In hopes of spurring economic development, Gov. Dannel Malloy visited New Haven last week to announce a series of policies designed to foster new business growth and create “innovation hubs” throughout Connecticut.

Malloy’s policies are part of the state’s Innovation Ecosystem program, which aims to grow the Connecticut economy through an array of financial, technical and professional resource offerings for businesses. As part of the program, Malloy announced plans to start four state “innovation hubs” — local offices that will house Innovation Ecosystem resources and help businesspeople network. The hubs, which will be located in Stamford, Hartford, Storrs and New Haven, will cost $5 million initially and are funded through Malloy’s 2011 Jobs Bill.

“Connecticut has long been the home of discovery and innovation,” Malloy said in a press release. “Connecticut’s Innovation Ecosystem will help expand the number of new businesses that choose to start and run their operations in the state, creating high-skill jobs with good wages and benefits; strengthening our communities; and enhancing the quality of life for all our citizens.”

Each of the innovation hubs will provide support for entrepreneurs ranging from mentoring services to small grants. Malloy added the hubs will also function as collaborative workspaces where entrepreneurs with varied business interests and expertise will be able to work together.

Tim Shannon, a venture partner at financial firm Canaan Partners, lauded the state’s plan to encourage local business colaboration. He said the Innovation Ecosystem program “will help build communities that connect technologists, scientists and innovators, resulting in a more vibrant entrepreneurship ecosystem that will naturally attract more talent and venture opportunities.”

The state also has plans to expand the impact ecosystem beyond the four hubs — according to a press release from Malloy’s office, a network of collaboration will be established across Connecticut that will be accessible to all entrepreneurs in Connecticut. More communication between state officials and business leaders through the innovation networks will allow the state to better track economic development and target resources more effectively, the press release said.

“We’ve learned that entrepreneurs want to be in places with the best networks — be they technical, financial or social — which enable them to explore and test great ideas and to find the partners, attract the investment, and connect with the customers they need to grow,” said Catherine Smith, commissioner of the Department of Economic and Community Development and chair of Connecticut Innovations. “With the addition of Connecticut’s Innovation Ecosystem, we continue to build our world-class program of economic development and to cultivate a business climate that is second to none.”
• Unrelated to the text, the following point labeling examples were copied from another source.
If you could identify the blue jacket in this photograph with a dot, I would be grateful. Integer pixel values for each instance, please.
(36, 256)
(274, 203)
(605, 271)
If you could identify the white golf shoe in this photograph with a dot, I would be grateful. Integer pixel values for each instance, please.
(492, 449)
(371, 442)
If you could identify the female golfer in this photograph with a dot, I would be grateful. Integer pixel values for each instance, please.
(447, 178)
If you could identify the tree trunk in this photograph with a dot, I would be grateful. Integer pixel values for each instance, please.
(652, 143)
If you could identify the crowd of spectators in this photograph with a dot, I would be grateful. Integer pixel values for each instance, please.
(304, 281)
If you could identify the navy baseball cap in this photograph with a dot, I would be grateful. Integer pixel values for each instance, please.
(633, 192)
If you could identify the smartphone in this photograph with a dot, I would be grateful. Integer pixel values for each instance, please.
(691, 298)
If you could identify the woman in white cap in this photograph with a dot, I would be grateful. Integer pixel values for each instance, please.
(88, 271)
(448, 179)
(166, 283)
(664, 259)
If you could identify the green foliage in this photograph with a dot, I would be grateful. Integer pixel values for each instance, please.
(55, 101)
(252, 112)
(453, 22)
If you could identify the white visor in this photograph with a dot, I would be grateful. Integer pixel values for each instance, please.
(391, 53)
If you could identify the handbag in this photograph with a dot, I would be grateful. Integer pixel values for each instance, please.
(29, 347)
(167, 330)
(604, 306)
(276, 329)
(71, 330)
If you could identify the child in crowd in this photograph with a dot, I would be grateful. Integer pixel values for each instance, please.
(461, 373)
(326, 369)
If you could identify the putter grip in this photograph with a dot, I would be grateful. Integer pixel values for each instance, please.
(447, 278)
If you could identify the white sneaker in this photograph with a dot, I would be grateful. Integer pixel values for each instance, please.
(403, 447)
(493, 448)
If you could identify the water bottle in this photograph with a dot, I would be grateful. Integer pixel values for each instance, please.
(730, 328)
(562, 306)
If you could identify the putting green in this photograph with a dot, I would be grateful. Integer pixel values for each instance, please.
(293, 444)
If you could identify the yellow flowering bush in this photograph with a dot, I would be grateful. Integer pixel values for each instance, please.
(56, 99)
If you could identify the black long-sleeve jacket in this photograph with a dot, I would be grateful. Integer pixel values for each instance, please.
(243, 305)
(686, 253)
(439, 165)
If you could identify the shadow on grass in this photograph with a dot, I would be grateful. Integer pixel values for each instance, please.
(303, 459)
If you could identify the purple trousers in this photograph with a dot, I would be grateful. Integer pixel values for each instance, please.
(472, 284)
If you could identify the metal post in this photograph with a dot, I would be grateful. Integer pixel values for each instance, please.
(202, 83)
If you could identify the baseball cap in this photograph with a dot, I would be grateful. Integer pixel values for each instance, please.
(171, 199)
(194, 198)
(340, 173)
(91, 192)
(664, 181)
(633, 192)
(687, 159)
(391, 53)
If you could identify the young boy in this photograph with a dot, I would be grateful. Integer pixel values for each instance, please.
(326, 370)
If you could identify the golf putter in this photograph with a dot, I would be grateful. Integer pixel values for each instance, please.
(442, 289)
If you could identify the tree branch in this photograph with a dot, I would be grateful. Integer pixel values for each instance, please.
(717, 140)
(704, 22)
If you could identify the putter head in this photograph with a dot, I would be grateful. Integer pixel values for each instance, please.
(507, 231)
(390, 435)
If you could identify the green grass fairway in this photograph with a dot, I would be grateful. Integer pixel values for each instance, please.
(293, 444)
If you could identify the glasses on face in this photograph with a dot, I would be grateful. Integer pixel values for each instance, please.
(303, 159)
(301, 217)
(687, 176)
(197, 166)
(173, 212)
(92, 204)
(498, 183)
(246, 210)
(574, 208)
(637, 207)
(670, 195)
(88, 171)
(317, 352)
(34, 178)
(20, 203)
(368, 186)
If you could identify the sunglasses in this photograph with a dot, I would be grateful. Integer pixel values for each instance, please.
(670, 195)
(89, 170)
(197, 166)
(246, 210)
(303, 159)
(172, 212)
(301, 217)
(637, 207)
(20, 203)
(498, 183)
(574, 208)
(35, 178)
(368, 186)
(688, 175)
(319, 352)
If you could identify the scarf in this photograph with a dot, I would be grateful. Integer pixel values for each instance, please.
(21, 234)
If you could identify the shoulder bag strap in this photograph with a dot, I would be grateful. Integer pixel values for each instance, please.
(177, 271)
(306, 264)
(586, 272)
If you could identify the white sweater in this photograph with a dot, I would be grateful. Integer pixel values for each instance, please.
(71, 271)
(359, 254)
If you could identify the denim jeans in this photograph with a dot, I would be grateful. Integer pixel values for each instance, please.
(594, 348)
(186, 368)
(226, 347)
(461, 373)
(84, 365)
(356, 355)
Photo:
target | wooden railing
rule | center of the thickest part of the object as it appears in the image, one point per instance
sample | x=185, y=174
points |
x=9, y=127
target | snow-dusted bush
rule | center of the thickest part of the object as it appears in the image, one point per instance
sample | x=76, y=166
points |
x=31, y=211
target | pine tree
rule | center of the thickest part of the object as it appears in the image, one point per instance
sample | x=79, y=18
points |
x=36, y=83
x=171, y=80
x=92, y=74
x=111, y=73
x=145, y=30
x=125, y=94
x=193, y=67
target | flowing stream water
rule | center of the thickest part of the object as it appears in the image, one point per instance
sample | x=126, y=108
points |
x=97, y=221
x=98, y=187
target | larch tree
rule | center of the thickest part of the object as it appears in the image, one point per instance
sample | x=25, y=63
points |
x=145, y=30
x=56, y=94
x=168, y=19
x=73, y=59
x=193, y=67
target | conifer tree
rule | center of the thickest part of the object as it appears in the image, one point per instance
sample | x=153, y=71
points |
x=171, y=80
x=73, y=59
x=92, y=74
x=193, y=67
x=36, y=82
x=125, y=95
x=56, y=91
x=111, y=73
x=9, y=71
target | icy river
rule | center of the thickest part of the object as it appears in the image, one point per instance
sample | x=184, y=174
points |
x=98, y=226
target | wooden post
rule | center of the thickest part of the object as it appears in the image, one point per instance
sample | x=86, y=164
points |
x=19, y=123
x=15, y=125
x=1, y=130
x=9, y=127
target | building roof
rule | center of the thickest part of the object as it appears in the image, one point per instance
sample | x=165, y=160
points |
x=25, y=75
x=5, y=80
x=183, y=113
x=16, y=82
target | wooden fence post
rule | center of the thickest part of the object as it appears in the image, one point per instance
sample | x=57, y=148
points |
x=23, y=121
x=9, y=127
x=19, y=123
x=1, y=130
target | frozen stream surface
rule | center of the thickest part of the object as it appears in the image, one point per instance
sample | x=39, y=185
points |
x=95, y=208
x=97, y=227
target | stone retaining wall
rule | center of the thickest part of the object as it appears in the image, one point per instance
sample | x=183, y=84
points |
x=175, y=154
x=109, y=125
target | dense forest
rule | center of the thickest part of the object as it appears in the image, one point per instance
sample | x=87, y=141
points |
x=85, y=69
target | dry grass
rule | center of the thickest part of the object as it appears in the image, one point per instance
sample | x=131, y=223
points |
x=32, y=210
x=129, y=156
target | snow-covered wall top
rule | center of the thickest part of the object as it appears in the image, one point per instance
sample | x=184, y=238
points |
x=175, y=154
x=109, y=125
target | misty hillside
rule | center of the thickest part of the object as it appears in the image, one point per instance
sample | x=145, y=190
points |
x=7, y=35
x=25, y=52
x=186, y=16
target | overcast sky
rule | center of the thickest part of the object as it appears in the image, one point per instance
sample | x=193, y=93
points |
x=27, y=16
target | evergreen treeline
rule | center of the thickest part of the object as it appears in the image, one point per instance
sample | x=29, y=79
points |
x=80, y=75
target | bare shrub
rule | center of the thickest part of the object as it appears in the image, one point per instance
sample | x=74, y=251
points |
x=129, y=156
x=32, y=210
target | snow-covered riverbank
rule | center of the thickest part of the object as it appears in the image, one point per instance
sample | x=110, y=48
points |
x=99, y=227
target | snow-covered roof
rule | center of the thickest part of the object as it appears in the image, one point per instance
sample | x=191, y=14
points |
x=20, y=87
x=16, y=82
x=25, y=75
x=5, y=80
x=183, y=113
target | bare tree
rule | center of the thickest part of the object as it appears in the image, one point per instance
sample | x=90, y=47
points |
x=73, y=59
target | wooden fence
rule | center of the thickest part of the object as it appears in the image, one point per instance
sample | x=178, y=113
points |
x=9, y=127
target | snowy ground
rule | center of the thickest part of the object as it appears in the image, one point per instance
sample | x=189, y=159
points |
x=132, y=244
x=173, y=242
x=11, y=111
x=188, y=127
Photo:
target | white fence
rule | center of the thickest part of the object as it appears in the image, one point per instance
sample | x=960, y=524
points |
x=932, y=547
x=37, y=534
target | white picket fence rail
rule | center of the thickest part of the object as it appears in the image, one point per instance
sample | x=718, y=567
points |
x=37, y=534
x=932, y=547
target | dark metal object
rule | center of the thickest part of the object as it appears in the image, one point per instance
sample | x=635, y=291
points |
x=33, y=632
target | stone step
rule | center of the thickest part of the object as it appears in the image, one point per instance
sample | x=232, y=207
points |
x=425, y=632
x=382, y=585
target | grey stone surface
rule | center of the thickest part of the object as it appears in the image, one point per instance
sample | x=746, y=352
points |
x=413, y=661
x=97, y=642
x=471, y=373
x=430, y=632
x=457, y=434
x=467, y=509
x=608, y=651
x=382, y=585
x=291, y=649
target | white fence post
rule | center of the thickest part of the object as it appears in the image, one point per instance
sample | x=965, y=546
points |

New Haven’s hub includes a specific set of programs on the horizon. These programs include Grove Co-working Space, A100, the CEO Bootcamp, the Entreprenuer’s Forum, the Founder’s Fund Fellowship, LaunchHaven and Nutmeg Studios. While the programs aim to give local businesses a leg up in the workplace, each has a different approach to tackle the problem. A100, for example, will help university engineering students enter the workforce. The CEO Bootcamp is designed to train company CEOs in the market demand for their product, and the Entreprenuer’s Forum is a bimonthly dinner that encourages local business owners to attend and discuss ideas.

“I think the focus is on small business, and that’s how we’re going to grow jobs,” said Kelly Murphy, the economic development administrator for the city of New Haven. She added that in a recent city survey, 7,600 people identified themselves as independent contractors, which is a large number for a small city.

Connecticut’s Innovation Ecosystem follows the creation of Still Revolutionary, a program that is designed to highlight the positive impact of companies and business people in Connecticut.